This post is excerpted from an article originally published on Everyday Feminism.
I’ve been lucky in my life to have had some really good bosses. Then again, I’ve also had the extremely good fortune to work for a lot of feminists. Unfortunately, lots of folks don’t work with bosses who want to treat them well. For too many people, going to work is mentally taxing, emotionally exhausting, and otherwise soul crushing. But there’s a better way to lead. And it’s called feminist leadership. Here are five ways to lead as a feminist — no matter what work you do.
1. Practice What You Preach
According to CREA (Creating Resources in Action), feminist leaders “will strive to make the practice of power visible, democratic, legitimate, and accountable, at all levels, and in both private and public realms.”

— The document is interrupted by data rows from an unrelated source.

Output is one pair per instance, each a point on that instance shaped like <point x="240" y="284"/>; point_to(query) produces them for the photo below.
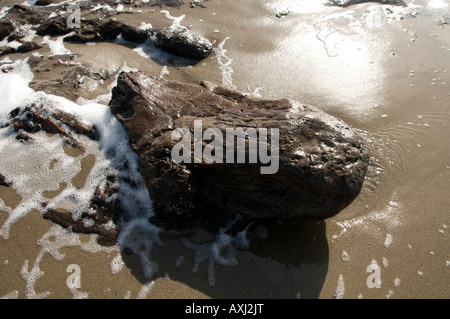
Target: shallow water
<point x="382" y="69"/>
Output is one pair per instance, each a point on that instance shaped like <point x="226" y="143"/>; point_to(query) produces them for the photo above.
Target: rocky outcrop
<point x="322" y="161"/>
<point x="347" y="3"/>
<point x="181" y="42"/>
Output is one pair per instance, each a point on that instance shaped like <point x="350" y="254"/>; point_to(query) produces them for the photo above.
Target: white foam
<point x="340" y="289"/>
<point x="388" y="240"/>
<point x="176" y="24"/>
<point x="345" y="256"/>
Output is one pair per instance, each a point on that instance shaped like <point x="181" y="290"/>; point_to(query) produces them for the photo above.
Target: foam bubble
<point x="388" y="240"/>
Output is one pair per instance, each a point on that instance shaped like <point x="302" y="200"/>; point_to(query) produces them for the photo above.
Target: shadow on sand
<point x="282" y="260"/>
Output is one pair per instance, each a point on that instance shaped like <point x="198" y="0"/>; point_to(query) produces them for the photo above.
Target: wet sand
<point x="389" y="80"/>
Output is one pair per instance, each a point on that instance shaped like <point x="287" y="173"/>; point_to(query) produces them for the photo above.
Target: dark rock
<point x="34" y="118"/>
<point x="322" y="161"/>
<point x="28" y="46"/>
<point x="184" y="43"/>
<point x="6" y="28"/>
<point x="3" y="181"/>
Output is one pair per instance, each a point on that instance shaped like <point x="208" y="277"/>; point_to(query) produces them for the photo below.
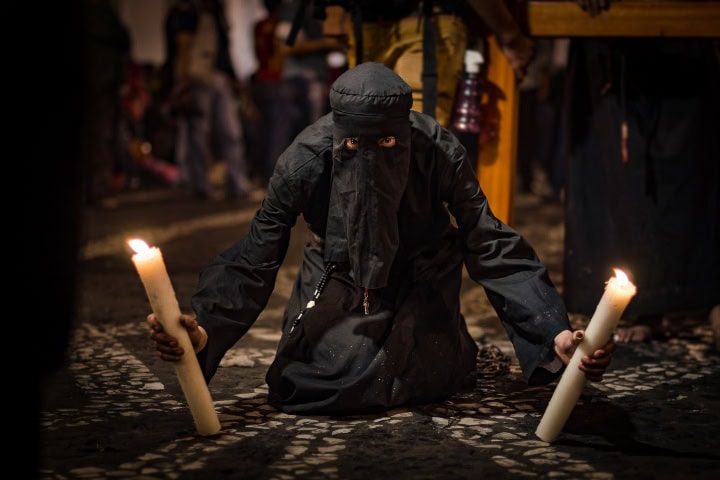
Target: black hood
<point x="369" y="102"/>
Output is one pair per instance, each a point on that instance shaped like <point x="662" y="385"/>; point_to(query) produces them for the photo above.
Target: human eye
<point x="387" y="142"/>
<point x="352" y="143"/>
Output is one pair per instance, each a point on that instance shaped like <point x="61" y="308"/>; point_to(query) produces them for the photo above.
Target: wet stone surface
<point x="117" y="411"/>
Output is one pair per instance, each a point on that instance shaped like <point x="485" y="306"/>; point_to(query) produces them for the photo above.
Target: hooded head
<point x="371" y="157"/>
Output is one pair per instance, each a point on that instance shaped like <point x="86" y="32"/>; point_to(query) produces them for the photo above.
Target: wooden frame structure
<point x="556" y="18"/>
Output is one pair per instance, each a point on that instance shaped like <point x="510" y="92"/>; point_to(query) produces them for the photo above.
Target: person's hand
<point x="519" y="50"/>
<point x="593" y="366"/>
<point x="167" y="346"/>
<point x="594" y="7"/>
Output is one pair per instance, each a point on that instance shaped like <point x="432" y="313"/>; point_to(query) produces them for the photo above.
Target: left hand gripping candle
<point x="151" y="268"/>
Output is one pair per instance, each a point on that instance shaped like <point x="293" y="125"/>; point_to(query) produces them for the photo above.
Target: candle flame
<point x="622" y="279"/>
<point x="139" y="246"/>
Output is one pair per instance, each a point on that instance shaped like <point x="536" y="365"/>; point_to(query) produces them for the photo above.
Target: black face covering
<point x="370" y="102"/>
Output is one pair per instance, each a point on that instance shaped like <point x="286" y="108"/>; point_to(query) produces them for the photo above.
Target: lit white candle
<point x="618" y="292"/>
<point x="151" y="268"/>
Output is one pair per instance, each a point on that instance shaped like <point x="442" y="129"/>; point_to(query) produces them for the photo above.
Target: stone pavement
<point x="117" y="410"/>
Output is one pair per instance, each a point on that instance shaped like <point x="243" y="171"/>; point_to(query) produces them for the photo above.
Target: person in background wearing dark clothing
<point x="108" y="54"/>
<point x="374" y="319"/>
<point x="202" y="98"/>
<point x="643" y="176"/>
<point x="305" y="73"/>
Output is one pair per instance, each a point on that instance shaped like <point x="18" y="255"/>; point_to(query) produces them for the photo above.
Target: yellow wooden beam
<point x="627" y="18"/>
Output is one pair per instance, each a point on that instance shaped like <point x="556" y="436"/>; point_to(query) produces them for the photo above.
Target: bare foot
<point x="636" y="333"/>
<point x="715" y="325"/>
<point x="643" y="329"/>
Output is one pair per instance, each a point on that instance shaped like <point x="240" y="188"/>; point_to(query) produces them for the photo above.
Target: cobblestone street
<point x="117" y="410"/>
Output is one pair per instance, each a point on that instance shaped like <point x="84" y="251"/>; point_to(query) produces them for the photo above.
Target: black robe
<point x="413" y="344"/>
<point x="657" y="214"/>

Leaders should shape policies that place value on employee satisfaction over corporate success. They should try their best to ensure that members of an organization feel respected and valued. They should build diverse and inclusive spaces at work, keep operations transparent, and acknowledge the needs and desires of everyone their decisions impact.
Feminist leadership can take on a lot of shapes, encompass a lot of work styles, and shake up lots of different kinds of workplaces. But it always needs to be about leaders upholding a feminist ethos — and living it every day in their own work.
2. Redefine “Success” and “Hard Work”
For too long, the measure of a good employee has been how much they are willing to toil, sacrifice, and put in for the “greater good” of a company; how much money they bring in; how many hard metrics they hit each month; and how alike they can make themselves to the company’s established leaders. And for too long, the most valued employees have been those who fit homogenous molds, who do things they ways they’ve always been done, and who uphold the status quo.
A feminist leader knows that a workplace is sustainable only when its members have control over their own lives and the sense of balance they need to keep it in motion. They give their employees control over their schedules to allow them to fit in their personal needs as well as their professional requirements each day. Additionally, they strive to shape a work culture in which human needs are seen as equally important to the organization’s goals.
By shaping their workplaces according to the needs and wants of their team, a feminist leader is subverting the norm of our professional culture that tells us what we need to be in order to succeed. Instead, feminist leadership is about fostering workplaces where everyone feels valued, fulfilled, and visible.